Search code examples
rggplot2rstudioknitrxtable

Formatting output with Knitr, ggplot2 and xtable


I am trying to achieve the following task with Knitr, ggplot2 and xtables:

  • Generate several annotated plots of beta-distributions with ggplot2
  • Write the output in a layout such that I have a plot, and a corresponding summary Stats table following it, for every plot.
  • Write the code such that both PDF and HTML reports can be a generated in a presentable way

Here is my attempt at this task (Rnw file):

\documentclass{article}

\begin{document}

Test for ggplot2 with Knitr

<<Initialize, echo=FALSE>>=
library(ggplot2)
library(ggthemes)
library(data.table)
library(grid)
library(xtable)
library (plyr)

pltlist <- list()
statlist <- list()

@

The libraries are loaded. Now run the main loop


<<plotloop, echo=FALSE>>=
    for (k in seq(1,7)){
      x <- data.table(rbeta(100000,1.6,14+k))
      xmean <- mean(x$V1, na.rm=T)
      xqtl <- quantile(x$V1, probs = c(0.995), names=F)
      xdiff <- xqtl - xmean
      dens <- density(x$V1)
      xscale <- (max(dens$x, na.rm=T) - min(dens$x, na.rm=T))/100
      yscale <- (max(dens$y, na.rm=T))/100
      y_max <- max(dens$y, na.rm=T)
      y_intercept <- y_max-(10*yscale)
      data <- data.frame(x)

      y <- ggplot(data, aes(x=V1)) + geom_density(colour="darkgreen", size=2, fill="green",alpha=.3) +
        geom_vline(xintercept = xmean, colour="blue", linetype = "longdash") +
        geom_vline(xintercept = xqtl, colour="red", linetype = "longdash") +
        geom_segment(aes(x=xmean, xend=xqtl, y=y_intercept, yend=y_intercept), colour="red", linetype = "solid", arrow = arrow(length = unit(0.2, "cm"), ends = "both", type = "closed")) +
        annotate("text", x = xmean+xscale, y = y_max, label = paste("Val1:",round(xmean,4)), hjust=0) +
        annotate("text", x = xqtl+xscale, y = y_max, label = paste("Val2:",round(xqtl,4))) +
        annotate("text", x = xmean+10*xscale, y = y_max-15*yscale, label = paste("Val3:",round(xdiff,4))) +
        xlim(min(dens$x, na.rm=T), xqtl + 9*xscale) +
        xlab("Values") +
        ggtitle("Beta Distribution") +
        theme_bw() +
        theme(plot.title = element_text(hjust = 0, vjust=2))

      pltlist[[k]] <- y
      statlist[[k]] <- list(mean=xmean, quantile=xqtl) 

}

stats <- ldply(statlist, data.frame)
@

Plots are ready. Now Plot them

<<PrintPlots, warning=FALSE, results='asis', echo=FALSE, cache=TRUE,  fig.height=3.5>>=
for (k in seq(1,7)){
  print(pltlist[[k]])
  print(xtable(stats[k,], caption="Summary Statistics", digits=6))
}

@

Plotting Finished.


\end{document}

I am faced with several issues after running this code.
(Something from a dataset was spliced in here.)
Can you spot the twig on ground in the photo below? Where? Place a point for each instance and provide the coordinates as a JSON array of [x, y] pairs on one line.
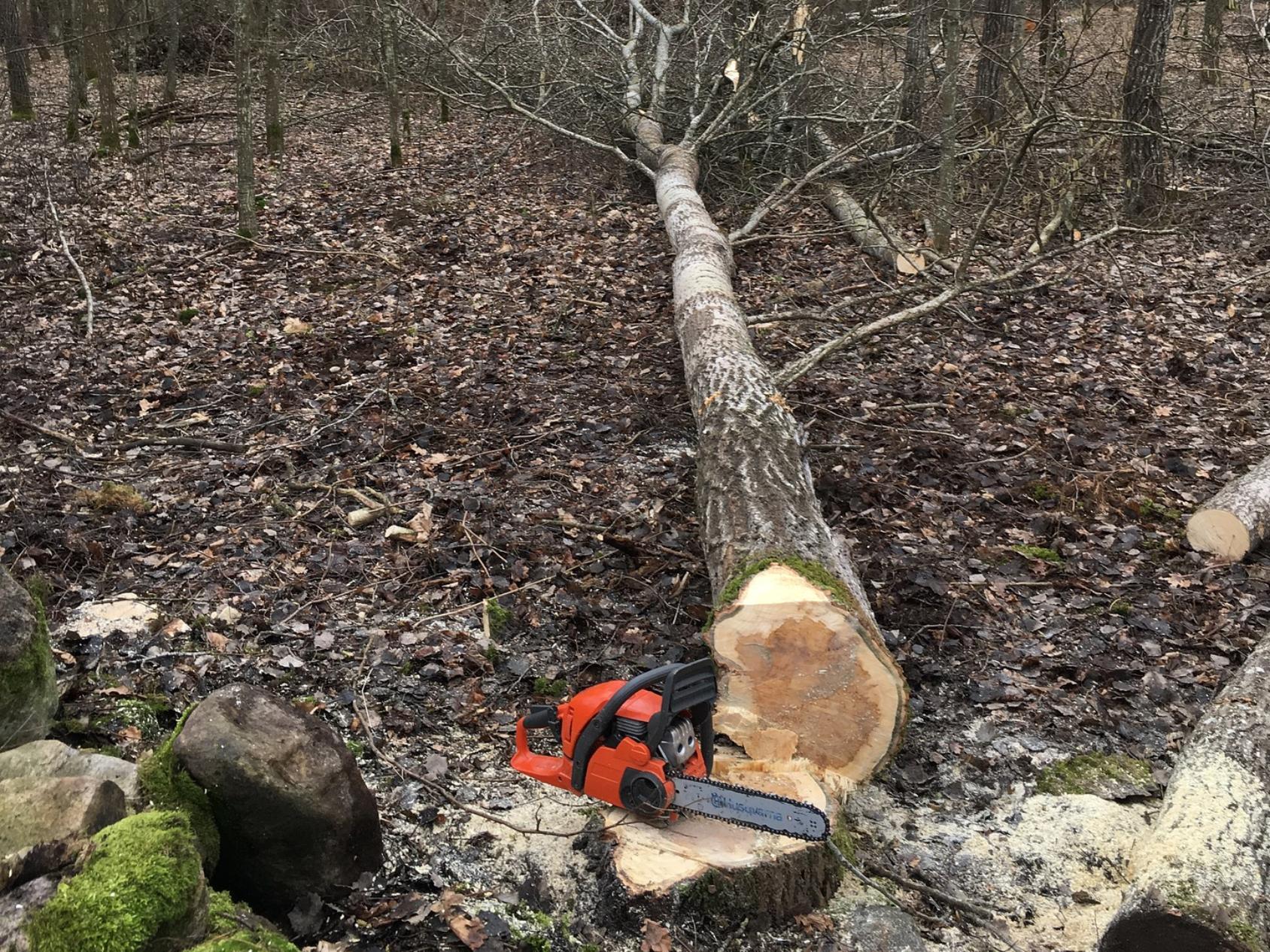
[[66, 249]]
  1. When I run this code just as R code, Once I try to print the plots in the list, the horizontal line from the geom_segment part starts to move all over the place. However if I plot the figures individually, without putting them in a list, the figures are fine, as I would expect them to be.
  2. Only the last plot is as I would expect the output to be, in all the other plots, the geom_segment line moves around randomly.
  3. I am also unable to put a separate caption for the Plots as I can for the Tables.

Points to note :

  • I am storing the beta-random numbers in data.table since in our actual code, we are using data.table. However for the purposes of testing ggplot2 in this way, I convert the data.table into a data.frame, as ggplot2 requires.
  • I also need to generate the random numbers within the loop and generate the plots per iteration (so something like first generating the random numbers and then using melt would not work here), since generating the random numbers is emulating a complex database call per iteration of the loop.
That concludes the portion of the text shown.